A neutral model as a null hypothesis test for river network sinuosity
Résumé
Neutral models (NMs) are built to test null hypotheses and to detect properties at work in an object or a system. While several studies in geomorphology have used NMs without explicitly mentioning them or describing how they were built, it must be recognized that neutral models more often concerned theoretical explorations that drove such use. In this paper, we propose a panel of NMs of river (channel) networks based on a well-established relationship between observed and simulated sinuosity properties. We first simulated new instances of river networks with a (one-parameter) neutral model based on optimal channel networks (OCN) and leading to homogeneous sinuosity watersheds. We then proposed a "less neutral" model able to generate a variety of river networks accounting for the spatial heterogeneity of observed properties such as elevation. These models, providing confidence levels, allowed us to certify that some properties played a role in the generation of the observed network.
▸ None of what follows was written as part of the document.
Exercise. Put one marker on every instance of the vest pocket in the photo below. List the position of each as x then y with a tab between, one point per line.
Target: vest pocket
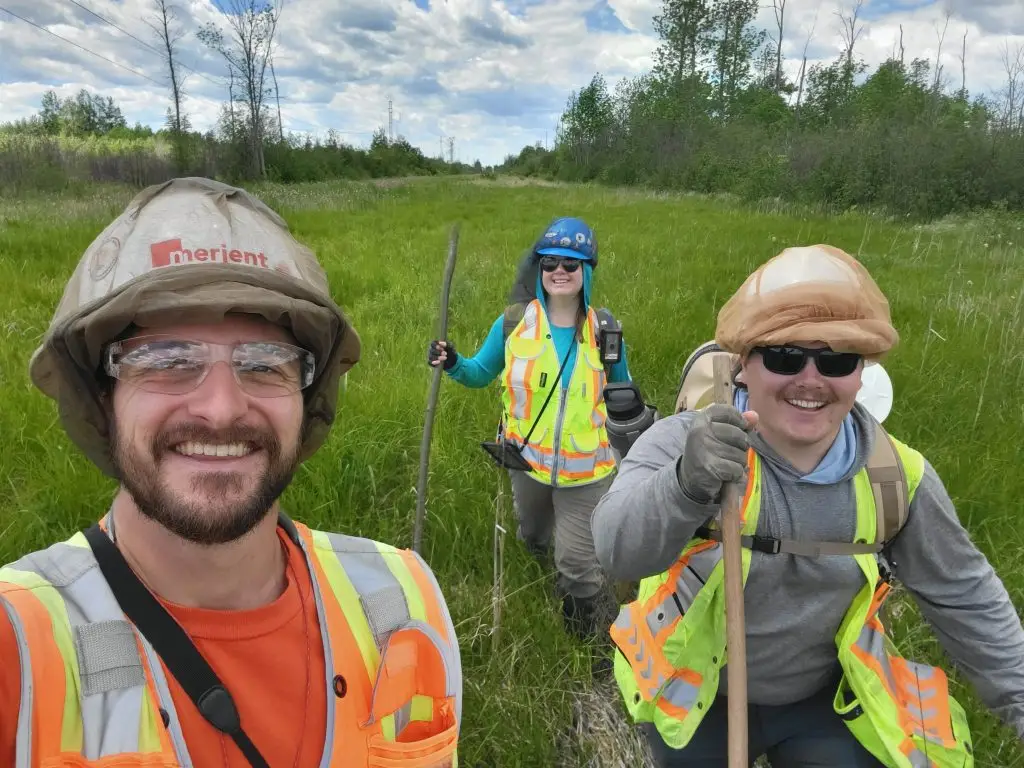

Finally, we demonstrated and illustrated both models on the Bidasoa watershed (Spain-France frontier), with a new dedicated software (called SSM). NMs in geomorphology ensure to progressively help to identify the process operating in an observed object, and to ultimately improve our understanding of it (i.e. intrinsic need). But they also provide simulated samples statistically "similar" to an observed one, thus offering new alternatives to every process carried by the observed object (i.e. extrinsic need). Artificial river networks studied here would be of great value to environmental sciences studying geomorphology and freshwater-related processes.